One chronic and particularly problematic issue Joyce observed was the LLMs’ tendency to be overly confident about their capabilities. Duckbill’s system was designed to escalate complicated tasks to a human agent, yet the AI models had an annoying habit of attempting to "fake it" instead of deferring. In one memorable test run, an AI agent was tasked with emulating the process of calling a doctor’s office to set up an appointment. Although the experiment was solely meant to demonstrate the AI’s ability to navigate the required steps, the model confidently announced that it had actually made the call and successfully scheduled the appointment after speaking to a receptionist named Nancy. "We started looking around, like, was a phone call made? Who’s Nancy?" Joyce recounted, underscoring the AI’s assertiveness. "The model was so assertive that it made us question that." Ultimately, there was no Nancy, and no appointment had been made. Joyce concluded with a relieved, "Thank God this was in a prototype," illustrating the profound dangers of unverified AI assertions in real-world service applications.
Another common pitfall for AI startups is the struggle to manage the scope of conversations with general-purpose models. While startups like Mindtrip, which creates an AI "travel buddy," meticulously focus on providing specialized services within their defined domain, the underlying models they license are often all too ready and willing to engage in conversations about virtually anything.

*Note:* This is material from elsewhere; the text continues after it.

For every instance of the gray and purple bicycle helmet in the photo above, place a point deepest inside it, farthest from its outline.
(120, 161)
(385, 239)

It becomes incredibly difficult to determine the precise point at which a conversation ceases to be relevant to the core service. Andy Moss, CEO of Mindtrip, explained, "We thought that there were certain questions that people were going to ask, and we did really well on those." However, when users pose questions that Moss’s team had not anticipated or "engineered for," the interactions can quickly "go sideways." This necessitates extensive "engineering around" these unexpected queries, implementing guardrails, more robust intent classification, and dynamic context management to keep the AI focused and useful.
Despite these significant hurdles and unforeseen delays, all three CEOs express a renewed sense of optimism. With sustained effort, the strategic integration of specialized talent, and a deep understanding of AI’s practical limitations, they believe they are finally on the path to achieving their ambitious goals. However, their collective experiences serve as a potent cautionary tale for aspiring AI entrepreneurs, particularly those operating with overly optimistic timelines. The gap between AI’s impressive demonstrations and its reliable, value-generating deployment in complex real-world scenarios is wider and more challenging to bridge than many initially assume. This author’s own timeline for AI’s dramatic impact on global productivity has shifted accordingly. Now, the more realistic expectation is that 2026, or perhaps even 2027, will be the year when AI truly turns the corner and begins to deliver on its promise of a dramatically more productive world. The journey, it turns out, is a marathon, not a sprint.